It was fifteen minutes past six in the morning when the only living thing in Apt. #716 awoke. For the next twenty minutes, he remained in bed, completely motionless, recognizing his cluttered surroundings with his mind's eye. He drifted in and out of dreams, careful not to be swept back into deep sleep, and eventually found himself thinking about the past. He did not trouble his mind with any specific memory of his own past at that moment, but with the complex notion of the past itself and it's unyielding grasp on his present and, more fearfully he thought, on his future. The man, still silent, still serenely supine, then thought of when he had thrown trash into the river near his house as a youth. It wasn't because he contained a desire to do it. He was just young and lazy. Unconcerned.
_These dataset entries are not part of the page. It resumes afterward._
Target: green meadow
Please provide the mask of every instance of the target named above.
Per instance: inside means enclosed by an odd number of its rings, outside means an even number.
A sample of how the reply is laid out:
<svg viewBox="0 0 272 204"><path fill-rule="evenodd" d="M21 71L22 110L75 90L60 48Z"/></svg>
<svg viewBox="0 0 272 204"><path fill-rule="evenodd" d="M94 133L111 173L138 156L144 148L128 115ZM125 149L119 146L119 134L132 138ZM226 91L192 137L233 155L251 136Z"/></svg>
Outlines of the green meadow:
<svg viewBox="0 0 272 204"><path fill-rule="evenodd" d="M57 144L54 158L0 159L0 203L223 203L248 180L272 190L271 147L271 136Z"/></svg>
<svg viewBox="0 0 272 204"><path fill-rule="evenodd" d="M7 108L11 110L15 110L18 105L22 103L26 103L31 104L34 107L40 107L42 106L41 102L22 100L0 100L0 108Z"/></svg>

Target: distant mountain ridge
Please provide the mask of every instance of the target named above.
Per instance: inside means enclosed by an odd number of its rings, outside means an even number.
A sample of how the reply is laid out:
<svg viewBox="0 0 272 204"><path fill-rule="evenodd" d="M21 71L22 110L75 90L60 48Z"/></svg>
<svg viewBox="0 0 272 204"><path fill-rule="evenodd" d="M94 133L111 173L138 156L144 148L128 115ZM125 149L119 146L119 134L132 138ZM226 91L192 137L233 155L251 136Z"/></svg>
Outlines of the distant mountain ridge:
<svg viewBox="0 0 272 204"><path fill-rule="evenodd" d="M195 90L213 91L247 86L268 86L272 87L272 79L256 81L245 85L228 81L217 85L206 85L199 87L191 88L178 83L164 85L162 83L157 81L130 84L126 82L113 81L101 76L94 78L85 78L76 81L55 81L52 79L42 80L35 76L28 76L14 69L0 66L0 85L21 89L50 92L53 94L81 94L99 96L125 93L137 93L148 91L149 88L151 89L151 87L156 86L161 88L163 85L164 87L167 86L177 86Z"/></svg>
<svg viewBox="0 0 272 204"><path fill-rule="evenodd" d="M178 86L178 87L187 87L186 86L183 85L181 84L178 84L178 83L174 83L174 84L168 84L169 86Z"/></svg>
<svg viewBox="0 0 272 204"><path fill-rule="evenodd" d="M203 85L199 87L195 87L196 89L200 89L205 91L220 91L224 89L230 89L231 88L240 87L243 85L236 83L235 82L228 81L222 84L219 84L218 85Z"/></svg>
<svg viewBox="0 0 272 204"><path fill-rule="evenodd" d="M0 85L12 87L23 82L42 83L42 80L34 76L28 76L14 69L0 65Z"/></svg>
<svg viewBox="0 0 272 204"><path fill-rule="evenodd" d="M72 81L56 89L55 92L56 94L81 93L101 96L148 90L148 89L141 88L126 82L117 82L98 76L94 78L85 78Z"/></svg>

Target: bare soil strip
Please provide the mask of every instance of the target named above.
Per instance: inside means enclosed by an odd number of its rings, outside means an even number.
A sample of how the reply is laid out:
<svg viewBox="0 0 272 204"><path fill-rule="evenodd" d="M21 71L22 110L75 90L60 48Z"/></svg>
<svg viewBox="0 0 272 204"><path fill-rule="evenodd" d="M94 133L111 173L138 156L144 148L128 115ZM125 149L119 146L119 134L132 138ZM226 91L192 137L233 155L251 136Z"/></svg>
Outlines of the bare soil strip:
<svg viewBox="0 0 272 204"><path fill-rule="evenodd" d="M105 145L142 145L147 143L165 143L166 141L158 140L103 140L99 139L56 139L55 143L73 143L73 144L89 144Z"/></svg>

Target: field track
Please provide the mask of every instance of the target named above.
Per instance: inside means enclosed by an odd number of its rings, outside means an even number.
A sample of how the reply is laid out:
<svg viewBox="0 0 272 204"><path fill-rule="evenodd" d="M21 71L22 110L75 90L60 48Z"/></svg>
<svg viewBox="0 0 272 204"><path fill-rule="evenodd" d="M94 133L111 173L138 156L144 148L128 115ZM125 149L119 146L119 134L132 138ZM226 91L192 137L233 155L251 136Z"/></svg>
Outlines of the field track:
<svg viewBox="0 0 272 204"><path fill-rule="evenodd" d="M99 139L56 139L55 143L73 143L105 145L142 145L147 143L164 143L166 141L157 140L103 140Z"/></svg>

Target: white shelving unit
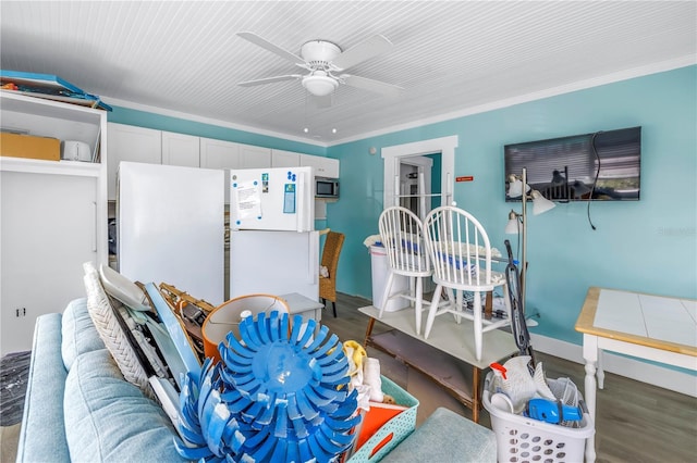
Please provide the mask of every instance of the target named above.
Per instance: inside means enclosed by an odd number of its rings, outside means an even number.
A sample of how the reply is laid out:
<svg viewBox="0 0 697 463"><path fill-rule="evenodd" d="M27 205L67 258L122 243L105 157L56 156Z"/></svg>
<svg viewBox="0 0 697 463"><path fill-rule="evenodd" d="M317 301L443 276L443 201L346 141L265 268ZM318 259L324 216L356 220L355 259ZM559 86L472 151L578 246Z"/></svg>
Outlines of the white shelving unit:
<svg viewBox="0 0 697 463"><path fill-rule="evenodd" d="M1 354L29 350L38 315L85 296L83 263L108 263L107 115L0 92L2 129L84 141L98 162L0 158Z"/></svg>

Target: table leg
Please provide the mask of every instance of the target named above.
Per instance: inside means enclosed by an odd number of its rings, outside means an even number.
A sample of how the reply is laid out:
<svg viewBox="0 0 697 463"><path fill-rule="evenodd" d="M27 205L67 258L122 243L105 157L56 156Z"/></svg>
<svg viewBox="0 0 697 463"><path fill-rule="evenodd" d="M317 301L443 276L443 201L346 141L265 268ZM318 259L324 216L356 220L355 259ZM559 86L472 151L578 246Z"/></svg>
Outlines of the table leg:
<svg viewBox="0 0 697 463"><path fill-rule="evenodd" d="M596 424L596 365L598 363L598 337L584 334L584 360L586 361L586 380L584 384L584 398L588 406L588 413ZM595 435L586 441L586 462L596 461Z"/></svg>
<svg viewBox="0 0 697 463"><path fill-rule="evenodd" d="M602 350L598 350L598 371L596 372L596 378L598 378L598 389L606 388L606 371L602 368Z"/></svg>
<svg viewBox="0 0 697 463"><path fill-rule="evenodd" d="M472 421L479 423L479 405L481 403L481 388L479 378L481 376L481 370L473 366L473 384L472 384Z"/></svg>

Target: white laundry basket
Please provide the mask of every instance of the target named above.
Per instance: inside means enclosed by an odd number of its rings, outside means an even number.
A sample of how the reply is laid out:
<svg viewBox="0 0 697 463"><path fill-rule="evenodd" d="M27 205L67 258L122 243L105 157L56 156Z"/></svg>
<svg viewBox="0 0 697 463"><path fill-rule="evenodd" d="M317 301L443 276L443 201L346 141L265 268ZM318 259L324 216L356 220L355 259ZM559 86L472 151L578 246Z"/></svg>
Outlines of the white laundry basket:
<svg viewBox="0 0 697 463"><path fill-rule="evenodd" d="M490 385L492 373L487 375L485 385ZM564 386L567 378L548 379L550 389L568 390ZM545 423L497 409L491 404L491 391L485 387L484 408L491 417L491 429L497 436L497 460L506 462L583 462L586 439L596 431L592 420L584 411L579 427L566 427ZM576 400L582 400L576 392ZM565 401L565 398L559 398Z"/></svg>
<svg viewBox="0 0 697 463"><path fill-rule="evenodd" d="M390 265L388 263L388 251L381 246L370 247L370 272L372 275L372 306L380 309L382 301L382 295L384 293L384 287L388 283L388 275L390 273ZM404 275L394 275L392 280L392 289L390 296L398 292L406 291L409 288L409 279ZM388 301L384 308L386 312L396 312L409 306L408 299L394 298Z"/></svg>

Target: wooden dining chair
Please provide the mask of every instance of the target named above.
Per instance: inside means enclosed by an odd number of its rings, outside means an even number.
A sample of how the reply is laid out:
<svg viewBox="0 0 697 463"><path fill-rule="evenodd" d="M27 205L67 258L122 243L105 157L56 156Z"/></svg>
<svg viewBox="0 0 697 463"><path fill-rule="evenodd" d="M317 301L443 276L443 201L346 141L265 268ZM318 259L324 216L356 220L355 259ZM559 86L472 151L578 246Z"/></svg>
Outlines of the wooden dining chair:
<svg viewBox="0 0 697 463"><path fill-rule="evenodd" d="M394 298L404 298L414 303L415 330L421 331L421 311L424 310L424 278L430 278L431 265L424 246L424 224L421 220L406 208L394 205L387 208L378 221L380 240L388 254L389 275L384 292L380 299L382 313L388 302ZM391 295L394 276L409 278L409 288ZM429 301L425 301L428 303Z"/></svg>
<svg viewBox="0 0 697 463"><path fill-rule="evenodd" d="M491 245L487 232L467 211L445 205L432 210L424 221L425 241L431 265L436 292L428 310L424 338L428 338L436 316L444 313L455 315L474 324L475 351L481 360L482 335L508 325L511 320L511 303L508 298L505 274L491 270ZM502 287L508 318L498 321L482 317L481 296ZM443 289L448 301L440 304ZM472 291L472 312L463 306L463 291ZM455 296L453 297L453 292Z"/></svg>
<svg viewBox="0 0 697 463"><path fill-rule="evenodd" d="M319 276L319 297L325 306L327 301L331 301L334 318L337 317L337 268L339 267L339 255L344 245L344 234L329 230L325 238L322 259L320 265L327 267L327 276Z"/></svg>

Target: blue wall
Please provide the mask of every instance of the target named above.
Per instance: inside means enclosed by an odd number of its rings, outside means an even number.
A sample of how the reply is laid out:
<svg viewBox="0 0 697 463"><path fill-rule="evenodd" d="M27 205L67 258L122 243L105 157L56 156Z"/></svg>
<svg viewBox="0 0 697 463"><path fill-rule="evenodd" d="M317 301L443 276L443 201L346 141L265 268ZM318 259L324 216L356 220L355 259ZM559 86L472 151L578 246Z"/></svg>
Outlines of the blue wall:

While these thoughts became situated in his conscience, behind the biological curtains in front of his eyes, the darkness that had consumed his room every night for the past thirty-four years slowly transformed once again into the light-bluish hue of morning. Very slightly tinting everything it could reach as the sun ascended on the horizon opposite his room's only window, which, by some past fault, was stuck shut. Finally, Teddy Geisel opened his eyes.
Teddy had always appreciated these instants in the morning. The world, or his world at least, was all so calm. So unexcited. There were no thoughts of war or betrayal or revenge. Everybody was just simply pleased. Not happy, of course. It was much too early for happy. But pleased. Pleased with their selves, pleased with their children, pleased that they didn't die in their sleep the night before because the constant possibility of it had always nagged them. Or maybe not. He could be wrong. Teddy had embraced his own fallibility long ago. Just one of those things, he supposed.
Outside, the birds had begun to chirp and responding to their cue, Teddy rose from his fixed position and sat on the side of his bed and surveyed his apartment. He had liked it at first. Somewhat. He had been shopping for shelter at Watershed Heights for a reason. The ceiling was a little lower than he wished and had that terrible, prickly texture that he'd never understood. What seemed like thousands of little projects and ambitions, all started but none completely finished, lay abandoned on the floor and had ruined the space's chance to be cozy and instead bordered it on claustrophobic.
Teddy looked at his mirror on the wall. He still had some of the youthful qualities of his face, which he was thankful for, and his eyes still contained a bit of the twinkle he had been known for in his teenage years. His long, or long-ish, blond hair was unkempt and intentionally so. He had never given much care towards that sort of thing. He just never understood it. As he continued to gaze at his reflection, a housefly flew in circles and landed on his emulated face. He thought about his life.